Тургенев жил более жизнью открытою и внешнею; хотя и он (греха таить нечего) любил иногда пускать пыль в глаза, но ничего не было в нем подготовленного, заранее придуманного. Скажем напрямик: шарлатанские выходки его были, по легкомыслии его, невинно-забавны и даже милы. Чадаев рисовался серьезно и с некоторым благоговением смотрел на подлинник, в который преображался. Он был гораздо умнее того, чем он прикидывался. Природный ум его был чище того систематического и поучительного ума, который он на него нахлобучил.
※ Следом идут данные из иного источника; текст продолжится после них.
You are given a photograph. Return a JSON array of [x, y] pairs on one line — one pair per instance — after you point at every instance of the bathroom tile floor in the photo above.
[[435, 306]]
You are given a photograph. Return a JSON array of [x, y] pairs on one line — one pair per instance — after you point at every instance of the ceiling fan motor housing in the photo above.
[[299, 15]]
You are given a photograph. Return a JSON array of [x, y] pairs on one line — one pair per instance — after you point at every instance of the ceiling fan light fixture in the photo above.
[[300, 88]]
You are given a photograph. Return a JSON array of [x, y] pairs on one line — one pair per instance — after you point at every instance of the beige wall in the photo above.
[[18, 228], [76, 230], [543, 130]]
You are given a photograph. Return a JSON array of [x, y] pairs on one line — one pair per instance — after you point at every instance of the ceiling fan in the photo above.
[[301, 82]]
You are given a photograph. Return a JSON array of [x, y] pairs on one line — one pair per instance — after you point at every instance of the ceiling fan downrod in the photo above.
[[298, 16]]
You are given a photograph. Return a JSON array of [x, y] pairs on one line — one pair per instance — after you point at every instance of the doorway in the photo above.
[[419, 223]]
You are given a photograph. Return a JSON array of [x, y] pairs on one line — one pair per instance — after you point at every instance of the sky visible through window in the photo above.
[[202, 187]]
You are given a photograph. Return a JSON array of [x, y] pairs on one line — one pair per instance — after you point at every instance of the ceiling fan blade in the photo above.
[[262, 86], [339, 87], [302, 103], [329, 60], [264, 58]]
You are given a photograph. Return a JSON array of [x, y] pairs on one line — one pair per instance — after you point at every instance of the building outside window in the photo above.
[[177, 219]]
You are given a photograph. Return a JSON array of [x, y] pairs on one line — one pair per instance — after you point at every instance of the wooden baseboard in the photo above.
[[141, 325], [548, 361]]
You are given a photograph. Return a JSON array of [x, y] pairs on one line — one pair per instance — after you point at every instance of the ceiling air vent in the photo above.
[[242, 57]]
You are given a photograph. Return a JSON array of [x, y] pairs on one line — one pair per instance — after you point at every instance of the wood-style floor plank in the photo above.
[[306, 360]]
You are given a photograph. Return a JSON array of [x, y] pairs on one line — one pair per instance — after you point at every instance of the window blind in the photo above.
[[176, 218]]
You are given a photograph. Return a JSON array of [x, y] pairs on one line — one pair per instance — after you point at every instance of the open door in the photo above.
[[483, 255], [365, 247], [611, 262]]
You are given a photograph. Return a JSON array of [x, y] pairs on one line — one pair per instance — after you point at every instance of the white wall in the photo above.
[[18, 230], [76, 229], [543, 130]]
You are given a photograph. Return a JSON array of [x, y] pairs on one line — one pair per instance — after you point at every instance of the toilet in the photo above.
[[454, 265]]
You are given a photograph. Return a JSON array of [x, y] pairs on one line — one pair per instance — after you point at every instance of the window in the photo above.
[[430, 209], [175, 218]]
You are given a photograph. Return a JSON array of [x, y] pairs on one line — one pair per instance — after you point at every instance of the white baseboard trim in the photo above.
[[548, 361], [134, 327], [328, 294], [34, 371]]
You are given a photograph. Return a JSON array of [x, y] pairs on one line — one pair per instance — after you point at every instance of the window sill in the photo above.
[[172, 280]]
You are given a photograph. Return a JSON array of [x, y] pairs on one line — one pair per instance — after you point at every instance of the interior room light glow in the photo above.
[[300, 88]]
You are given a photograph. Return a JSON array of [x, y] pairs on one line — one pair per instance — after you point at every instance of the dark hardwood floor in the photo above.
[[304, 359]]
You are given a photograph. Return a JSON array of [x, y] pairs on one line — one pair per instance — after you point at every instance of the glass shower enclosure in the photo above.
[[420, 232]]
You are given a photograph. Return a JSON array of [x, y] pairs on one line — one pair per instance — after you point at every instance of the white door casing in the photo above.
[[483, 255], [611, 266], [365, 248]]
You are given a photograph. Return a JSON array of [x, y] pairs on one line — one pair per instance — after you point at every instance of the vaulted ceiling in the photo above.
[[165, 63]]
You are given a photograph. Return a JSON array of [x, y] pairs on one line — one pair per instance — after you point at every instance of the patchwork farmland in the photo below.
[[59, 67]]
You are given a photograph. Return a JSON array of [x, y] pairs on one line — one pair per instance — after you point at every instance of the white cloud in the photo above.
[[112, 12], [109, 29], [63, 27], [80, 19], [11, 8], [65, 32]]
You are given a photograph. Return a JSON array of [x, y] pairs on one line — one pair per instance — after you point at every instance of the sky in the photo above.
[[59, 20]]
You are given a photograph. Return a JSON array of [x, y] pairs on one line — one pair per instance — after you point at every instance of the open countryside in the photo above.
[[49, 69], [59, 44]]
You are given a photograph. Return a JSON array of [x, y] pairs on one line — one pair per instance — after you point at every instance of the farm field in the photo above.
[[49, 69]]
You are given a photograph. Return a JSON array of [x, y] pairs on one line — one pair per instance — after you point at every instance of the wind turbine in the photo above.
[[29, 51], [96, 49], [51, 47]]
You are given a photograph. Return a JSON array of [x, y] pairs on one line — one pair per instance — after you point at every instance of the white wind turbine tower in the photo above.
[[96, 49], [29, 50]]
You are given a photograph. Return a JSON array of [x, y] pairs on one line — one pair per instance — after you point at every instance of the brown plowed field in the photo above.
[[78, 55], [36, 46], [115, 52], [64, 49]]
Не будь этой слабости, он остался бы замечательным человеком и деятелем на том или на другом поприще. Чадаев, особенно в Москве, предначертал себе план особничества и ни на волос, ни на йоту от него не отступал. Тургенев был рассеян, обмолвливался иногда нечаянно, иногда умышленно, но всегда забавно и часто остроумно. Чадаев был всегда погружен в себя, погружен в созерцание личности своей, пребывал во внимательном прислушивании к тому, что сам скажет. Он был доктринер, преподаватель с подвижной кафедры, которую переносил из салона в салон. Тургенев был увлекательный собеседник, вмешивался в толпу и сгоряча и наобум говорил все, что родится и мелькнет в голове его. Чадаев был ума и обхождения властолюбивого. Он хотел быть основателем чего-то. Он готов был сказать и, вероятно, говорил себе, в подражание Людовику XIV: моя философия, это я! Между тем, если он имел довольно слушателей (потому что говорил хорошо и что в Москве, на досуге, любят слушать), он, кажется, не создал себе адептов и единоверцев. Разве между дамами имел он несколько крылошанок и неофиток. Тургенев был ручнее, общедоступнее его. И положение его в обществе было, так сказать, блистательнее. Чадаев, при всей приязни своей, смотрел на него свысока. Пуританизм его смущался развязностью Тургенева; он осуждал некоторое легкомыслие его и отсутствие в нем всякого формализма и обрядного священнодействия.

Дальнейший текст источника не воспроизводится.